College of Food Science and Engineering, Jilin University, Changchun 130062, China.

College of Biological and Agricultural Engineering, Jilin University, Changchun 130022, China.

出版信息

Int J Biol Macromol. 2023 Nov 1;251:126154. doi: 10.1016/j.ijbiomac.2023.126154. Epub 2023 Aug 6.
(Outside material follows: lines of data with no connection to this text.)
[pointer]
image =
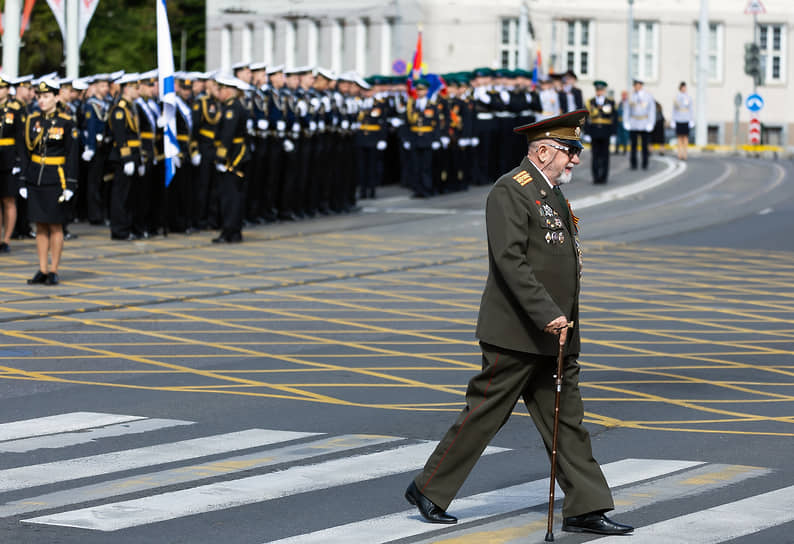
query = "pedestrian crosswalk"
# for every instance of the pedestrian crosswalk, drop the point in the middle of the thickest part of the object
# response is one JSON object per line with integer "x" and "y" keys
{"x": 203, "y": 473}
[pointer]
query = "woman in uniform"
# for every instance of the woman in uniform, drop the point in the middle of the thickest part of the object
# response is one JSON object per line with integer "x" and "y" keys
{"x": 49, "y": 153}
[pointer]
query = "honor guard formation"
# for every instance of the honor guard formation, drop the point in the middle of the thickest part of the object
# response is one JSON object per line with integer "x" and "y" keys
{"x": 264, "y": 144}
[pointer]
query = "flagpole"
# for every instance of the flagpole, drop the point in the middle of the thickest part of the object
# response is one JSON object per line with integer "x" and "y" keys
{"x": 11, "y": 38}
{"x": 72, "y": 39}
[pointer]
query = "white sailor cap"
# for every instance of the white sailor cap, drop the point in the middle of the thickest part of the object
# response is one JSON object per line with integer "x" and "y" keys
{"x": 327, "y": 74}
{"x": 127, "y": 78}
{"x": 79, "y": 84}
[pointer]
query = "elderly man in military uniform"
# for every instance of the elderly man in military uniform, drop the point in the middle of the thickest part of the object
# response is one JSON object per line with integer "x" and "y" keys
{"x": 601, "y": 125}
{"x": 232, "y": 156}
{"x": 639, "y": 118}
{"x": 531, "y": 299}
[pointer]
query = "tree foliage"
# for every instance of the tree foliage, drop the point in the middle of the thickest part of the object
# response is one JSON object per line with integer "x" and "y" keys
{"x": 122, "y": 35}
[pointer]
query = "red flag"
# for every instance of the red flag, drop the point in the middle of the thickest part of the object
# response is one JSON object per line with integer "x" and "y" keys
{"x": 417, "y": 67}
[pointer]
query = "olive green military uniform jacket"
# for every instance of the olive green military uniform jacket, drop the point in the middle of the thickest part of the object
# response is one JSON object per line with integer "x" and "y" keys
{"x": 534, "y": 265}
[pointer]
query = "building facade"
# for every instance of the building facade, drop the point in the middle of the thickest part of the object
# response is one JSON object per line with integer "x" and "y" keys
{"x": 590, "y": 38}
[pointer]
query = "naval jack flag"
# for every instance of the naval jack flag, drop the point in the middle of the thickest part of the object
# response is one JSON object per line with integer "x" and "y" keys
{"x": 165, "y": 71}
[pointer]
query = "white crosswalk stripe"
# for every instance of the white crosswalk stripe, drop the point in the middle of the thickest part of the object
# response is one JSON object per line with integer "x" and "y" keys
{"x": 721, "y": 523}
{"x": 312, "y": 462}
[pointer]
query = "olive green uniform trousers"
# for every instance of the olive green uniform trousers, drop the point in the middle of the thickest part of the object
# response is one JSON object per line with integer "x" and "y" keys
{"x": 490, "y": 398}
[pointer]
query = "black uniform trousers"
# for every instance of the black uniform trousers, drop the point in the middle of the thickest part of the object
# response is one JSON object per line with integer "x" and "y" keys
{"x": 232, "y": 194}
{"x": 600, "y": 165}
{"x": 122, "y": 200}
{"x": 490, "y": 398}
{"x": 644, "y": 138}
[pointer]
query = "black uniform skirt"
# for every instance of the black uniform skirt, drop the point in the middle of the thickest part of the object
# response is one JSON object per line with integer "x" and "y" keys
{"x": 8, "y": 184}
{"x": 682, "y": 129}
{"x": 43, "y": 205}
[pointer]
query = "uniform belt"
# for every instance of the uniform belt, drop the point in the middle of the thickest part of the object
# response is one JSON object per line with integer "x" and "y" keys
{"x": 52, "y": 161}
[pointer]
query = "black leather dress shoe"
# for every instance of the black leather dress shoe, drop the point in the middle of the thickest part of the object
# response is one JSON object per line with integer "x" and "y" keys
{"x": 38, "y": 277}
{"x": 594, "y": 523}
{"x": 429, "y": 511}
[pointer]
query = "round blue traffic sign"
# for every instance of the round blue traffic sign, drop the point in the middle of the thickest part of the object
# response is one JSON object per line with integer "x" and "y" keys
{"x": 754, "y": 102}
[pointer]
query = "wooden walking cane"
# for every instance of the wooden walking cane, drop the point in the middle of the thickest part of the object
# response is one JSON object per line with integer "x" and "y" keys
{"x": 558, "y": 385}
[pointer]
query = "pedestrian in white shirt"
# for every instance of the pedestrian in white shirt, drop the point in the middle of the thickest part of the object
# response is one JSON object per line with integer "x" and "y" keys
{"x": 683, "y": 119}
DOI:10.1016/j.ijbiomac.2023.126154
PMID:37544565
Abstract

The corn starch-palmitic acid complex nanoparticles and amylose-palmitic acid complex nanoparticles were prepared through complex and nanoprecipitation. Their mean size values were 138.2 nm and 654.7 nm, respectively, while the two kinds of complex nanoparticles were mainly showed V-type crystalline structure, the crystallinity of these complex nanoparticles was 20.86 % and 46.81 %. Then the starch composite films were prepared using the corn starch-palmitic acid complex nanoparticles and amylose-palmitic acid complex nanoparticles as reinforcement phases. The starch composite film reinforced with amylose-palmitic acid complex nanoparticles had the higher tensile strength and a better wettability with the water contact angle of 86.51°. Though the crystalline properties of starch composite films had no significant difference, the thermal stability improved when the amylose-palmitic acid complex nanoparticles used as reinforcement phase, the maximum thermal degradation temperature was 313 °C. This study provides a new type of reinforcement phase to improve the properties of starch composite films.

摘要

玉米淀粉-棕榈酸复合纳米颗粒和直链淀粉-棕榈酸复合纳米颗粒通过络合和沉淀法制得。它们的平均粒径值分别为 138.2nm 和 654.7nm,而这两种复合纳米颗粒主要呈现 V 型结晶结构,这些复合纳米颗粒的结晶度分别为 20.86%和 46.81%。然后,使用玉米淀粉-棕榈酸复合纳米颗粒和直链淀粉-棕榈酸复合纳米颗粒作为增强相制备淀粉复合薄膜。用直链淀粉-棕榈酸复合纳米颗粒增强的淀粉复合薄膜具有较高的拉伸强度和更好的润湿性,水接触角为 86.51°。尽管淀粉复合薄膜的结晶性能没有显著差异,但当直链淀粉-棕榈酸复合纳米颗粒作为增强相使用时,热稳定性得到提高,最大热降解温度为 313°C。本研究为改善淀粉复合薄膜的性能提供了一种新型增强相。